(Bloomberg) -- Chinese banks are packaging more of their non-performing loans as asset-backed securities, the latest wrinkle in the nation’s property debt crisis at the heart of its economic downturn. 

The ABS bond sales jumped 88% on year to 33.8 billion yuan ($4.6 billion) in the first 10 months, mostly by state-owned banks and their subsidiaries, according to data from cn-abs.com, which tracks the market. It’s the highest comparable-period total in the data going back to 2016. 

The surge tracks with rapid growth of bad loans in general this year in the country that’s mired a deflationary cycle and weak consumer demand. It’s also likely attributable to Chinese regulators’ policy shift in late 2022 to push more banks to remove non-performing loans from their books.  

Banks’ marketing of their ABS products — composed largely of bad mortgage loans — may not let up while the property sector continues to crater. Their increased dabbling in the products perceived to be risky also will likely raise eyebrows among country watchers.  

“Banks are under pressure to dispose non-performing assets. Asset securitization is one of the effective means,” said Liao Zhiming, an analyst at China Merchants Securities Co. “Banks still have a need to issue” more given mounting bad loans, he added.

Big Four

Chinese banks have recently cut back on lending as the economy and exports remain sluggish. But that’s done little to stem the piling up of bad loans in need of disposal. Chinese banks’ non-performing loans rose by 183.2 billion yuan so far this year to 4 trillion yuan as of the end of the third quarter, according to the National Administration of Financial Regulation.

The country’s “Big Four” banks that are largely state-owned — China Construction Bank Corp., Industrial and Commercial Bank of China Ltd., Bank of China Ltd., and Agricultural Bank of China Ltd. — were the top leaders in ABS issuance, by amount, in the first ten months, according to cn-abs.com. 

The property market also may be fanning banks’ rush to issue new ABS products. Mortgage defaults are still relatively low in China compared to other countries. But about half of total ABS issues in the first ten months were made of sour housing mortgage loans, cn-abs.com’s data show.

We “notice that China real estate market downturn brings an extra concern on the residential NPL ABS,” said Sun Jiaping, senior analyst of structured finance at Fitch (China) Bohua Credit Ratings Ltd.

Investors’ Attention

Perhaps reflecting the heavy involvement of state-owned entities, the rates offered by the ABS notes are relatively low in comparison to similar products elsewhere. Senior tranches of AAAsf-rated ABS products sold this year generally had a coupon range between 2.5% and 3%, according to Luo Weicheng, ratings director at China Lianhe Credit Rating Co. 

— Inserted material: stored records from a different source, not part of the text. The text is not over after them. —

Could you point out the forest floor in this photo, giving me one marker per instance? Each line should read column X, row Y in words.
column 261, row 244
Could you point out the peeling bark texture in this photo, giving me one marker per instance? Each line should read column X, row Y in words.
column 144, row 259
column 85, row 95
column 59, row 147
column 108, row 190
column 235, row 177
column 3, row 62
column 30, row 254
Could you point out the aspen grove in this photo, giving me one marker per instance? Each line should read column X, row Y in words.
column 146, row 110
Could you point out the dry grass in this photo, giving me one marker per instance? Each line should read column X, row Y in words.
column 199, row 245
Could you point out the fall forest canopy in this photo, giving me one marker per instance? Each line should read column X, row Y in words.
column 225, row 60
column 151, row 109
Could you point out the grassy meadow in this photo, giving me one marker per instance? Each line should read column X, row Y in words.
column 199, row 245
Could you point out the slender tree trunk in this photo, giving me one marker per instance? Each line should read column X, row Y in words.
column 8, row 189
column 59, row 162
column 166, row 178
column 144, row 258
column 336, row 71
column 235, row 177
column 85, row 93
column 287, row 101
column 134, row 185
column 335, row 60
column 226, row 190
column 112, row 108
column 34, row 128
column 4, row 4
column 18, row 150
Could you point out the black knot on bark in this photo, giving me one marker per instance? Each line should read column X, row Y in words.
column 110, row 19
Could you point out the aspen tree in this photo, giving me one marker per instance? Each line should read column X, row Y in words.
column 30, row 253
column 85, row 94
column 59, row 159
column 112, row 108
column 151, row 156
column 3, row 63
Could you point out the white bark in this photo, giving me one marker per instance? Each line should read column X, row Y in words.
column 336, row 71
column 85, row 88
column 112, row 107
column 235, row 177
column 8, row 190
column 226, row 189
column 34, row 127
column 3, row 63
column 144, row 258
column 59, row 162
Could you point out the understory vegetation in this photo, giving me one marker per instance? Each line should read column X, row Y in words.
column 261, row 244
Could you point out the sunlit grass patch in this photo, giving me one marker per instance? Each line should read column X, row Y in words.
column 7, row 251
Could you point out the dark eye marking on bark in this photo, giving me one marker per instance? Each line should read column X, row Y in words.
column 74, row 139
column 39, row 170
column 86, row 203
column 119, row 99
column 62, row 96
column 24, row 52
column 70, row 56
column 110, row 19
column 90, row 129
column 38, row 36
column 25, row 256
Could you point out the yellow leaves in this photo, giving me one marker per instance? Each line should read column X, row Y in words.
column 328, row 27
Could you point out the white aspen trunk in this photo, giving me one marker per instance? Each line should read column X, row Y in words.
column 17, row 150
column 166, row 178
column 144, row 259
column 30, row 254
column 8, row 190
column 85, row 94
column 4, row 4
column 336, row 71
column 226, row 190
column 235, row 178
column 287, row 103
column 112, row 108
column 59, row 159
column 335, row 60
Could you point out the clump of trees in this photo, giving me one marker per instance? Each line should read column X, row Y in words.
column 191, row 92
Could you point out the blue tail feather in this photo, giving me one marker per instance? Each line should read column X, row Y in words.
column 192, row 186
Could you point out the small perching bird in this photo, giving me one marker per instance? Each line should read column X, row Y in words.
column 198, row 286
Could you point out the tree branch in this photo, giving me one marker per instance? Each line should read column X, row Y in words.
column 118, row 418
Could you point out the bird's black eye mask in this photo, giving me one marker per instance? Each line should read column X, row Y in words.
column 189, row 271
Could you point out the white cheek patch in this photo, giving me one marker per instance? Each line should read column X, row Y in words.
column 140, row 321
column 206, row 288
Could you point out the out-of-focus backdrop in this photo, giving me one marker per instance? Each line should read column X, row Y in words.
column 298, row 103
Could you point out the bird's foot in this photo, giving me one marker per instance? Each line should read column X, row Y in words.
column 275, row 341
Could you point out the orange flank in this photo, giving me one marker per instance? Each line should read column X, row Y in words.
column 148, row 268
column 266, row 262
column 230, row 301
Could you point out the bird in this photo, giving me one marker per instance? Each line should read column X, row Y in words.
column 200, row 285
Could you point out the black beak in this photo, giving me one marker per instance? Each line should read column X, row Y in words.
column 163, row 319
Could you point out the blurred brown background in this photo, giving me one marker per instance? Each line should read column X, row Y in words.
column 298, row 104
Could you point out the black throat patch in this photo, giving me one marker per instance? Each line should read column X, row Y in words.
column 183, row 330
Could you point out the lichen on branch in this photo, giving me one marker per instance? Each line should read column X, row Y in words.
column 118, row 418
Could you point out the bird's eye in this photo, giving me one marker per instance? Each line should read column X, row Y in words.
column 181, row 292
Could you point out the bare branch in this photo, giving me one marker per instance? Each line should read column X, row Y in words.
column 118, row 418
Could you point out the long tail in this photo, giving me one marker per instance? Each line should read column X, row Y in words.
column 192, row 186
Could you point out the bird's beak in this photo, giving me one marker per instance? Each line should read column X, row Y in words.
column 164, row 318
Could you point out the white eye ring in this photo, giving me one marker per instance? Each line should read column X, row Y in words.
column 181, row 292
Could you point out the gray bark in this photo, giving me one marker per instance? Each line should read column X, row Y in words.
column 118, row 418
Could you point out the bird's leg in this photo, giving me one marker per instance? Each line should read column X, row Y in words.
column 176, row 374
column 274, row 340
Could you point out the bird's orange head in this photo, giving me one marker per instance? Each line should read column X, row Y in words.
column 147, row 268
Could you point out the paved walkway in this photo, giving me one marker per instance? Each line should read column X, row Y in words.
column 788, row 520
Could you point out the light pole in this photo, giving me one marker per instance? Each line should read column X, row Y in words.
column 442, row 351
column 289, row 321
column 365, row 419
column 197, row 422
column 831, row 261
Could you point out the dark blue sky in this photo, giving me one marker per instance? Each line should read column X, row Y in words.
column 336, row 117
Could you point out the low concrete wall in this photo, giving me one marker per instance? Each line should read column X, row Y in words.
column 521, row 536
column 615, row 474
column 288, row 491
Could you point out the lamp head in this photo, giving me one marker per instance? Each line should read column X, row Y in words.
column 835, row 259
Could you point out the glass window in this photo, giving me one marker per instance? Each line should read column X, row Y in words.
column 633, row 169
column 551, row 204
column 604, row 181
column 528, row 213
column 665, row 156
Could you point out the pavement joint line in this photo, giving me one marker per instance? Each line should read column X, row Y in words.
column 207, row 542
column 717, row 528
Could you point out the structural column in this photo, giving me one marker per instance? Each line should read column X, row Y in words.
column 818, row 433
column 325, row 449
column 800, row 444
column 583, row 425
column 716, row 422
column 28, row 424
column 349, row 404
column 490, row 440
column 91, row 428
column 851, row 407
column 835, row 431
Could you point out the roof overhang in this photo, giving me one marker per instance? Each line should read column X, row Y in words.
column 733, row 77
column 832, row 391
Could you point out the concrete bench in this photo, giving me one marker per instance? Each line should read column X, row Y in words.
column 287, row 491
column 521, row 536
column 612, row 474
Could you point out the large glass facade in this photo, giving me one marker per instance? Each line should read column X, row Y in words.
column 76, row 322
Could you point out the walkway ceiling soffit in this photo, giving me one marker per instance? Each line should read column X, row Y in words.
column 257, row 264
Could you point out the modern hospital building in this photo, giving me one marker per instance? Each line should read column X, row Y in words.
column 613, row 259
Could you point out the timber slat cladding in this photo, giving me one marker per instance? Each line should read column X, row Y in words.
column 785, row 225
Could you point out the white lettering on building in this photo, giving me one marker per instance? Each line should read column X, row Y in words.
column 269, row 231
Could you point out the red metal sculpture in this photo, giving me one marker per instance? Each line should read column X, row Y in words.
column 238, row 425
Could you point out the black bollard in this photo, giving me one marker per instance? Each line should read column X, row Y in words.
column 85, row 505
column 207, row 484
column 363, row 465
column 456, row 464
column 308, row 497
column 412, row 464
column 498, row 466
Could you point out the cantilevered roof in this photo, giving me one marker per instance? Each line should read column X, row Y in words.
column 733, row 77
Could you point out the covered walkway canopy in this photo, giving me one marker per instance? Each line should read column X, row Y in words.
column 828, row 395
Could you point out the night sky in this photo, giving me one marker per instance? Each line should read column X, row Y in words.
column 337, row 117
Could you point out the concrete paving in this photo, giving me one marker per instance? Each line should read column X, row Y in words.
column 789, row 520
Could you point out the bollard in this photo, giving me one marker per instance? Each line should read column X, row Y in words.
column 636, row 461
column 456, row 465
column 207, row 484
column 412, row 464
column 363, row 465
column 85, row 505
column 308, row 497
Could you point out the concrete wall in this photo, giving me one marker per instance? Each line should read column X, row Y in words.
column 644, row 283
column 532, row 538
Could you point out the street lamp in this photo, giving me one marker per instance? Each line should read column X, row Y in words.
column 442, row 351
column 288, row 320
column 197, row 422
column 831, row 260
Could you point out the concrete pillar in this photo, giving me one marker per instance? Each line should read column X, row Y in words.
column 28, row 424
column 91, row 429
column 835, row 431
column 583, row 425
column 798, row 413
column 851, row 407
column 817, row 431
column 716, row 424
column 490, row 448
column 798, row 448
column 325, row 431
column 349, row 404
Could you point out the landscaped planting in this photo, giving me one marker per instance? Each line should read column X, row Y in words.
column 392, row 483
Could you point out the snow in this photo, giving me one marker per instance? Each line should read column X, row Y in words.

But senior tranches of AAAsf-rated ABS products backed by non-performing corporate assets can carry a coupon that’s more than 100 basis points higher than China’s AAA-rated medium-term notes, he said.

The yields have “attracted many investors’ attention,” he said, adding buyers typically include other banks, trusts and their subsidiaries. 

The governments’ role in shaping the ABS buyer-market may also explain why demand is sustained. A bulk of the buyers are state-owned entities that may have been encouraged by the Chinese authorities to help banks get NPLs off their balance sheets, said Benjamin Fanger, Guangzhou-based ShoreVest Capital Partners’ managing partner. 

“It did seem to be more of state-owned entities that were buying into these securities,” he said. 

China’s coordinated efforts in the ABS market underscore the country’s heightened attempts to deal with non-performing loans in recent years. 

Starting early 2021, the China Banking and Insurance Regulatory Commission began a program to facilitate transferring of financial institutions’ NPLs for asset management companies to deal with. In late 2022, the program was expanded to include some other banks and consumer finance companies.      

“Regulatory policies have encouraged social capital to participate in the disposal of non-performing assets and encouraged innovation in various ways,” Luo said.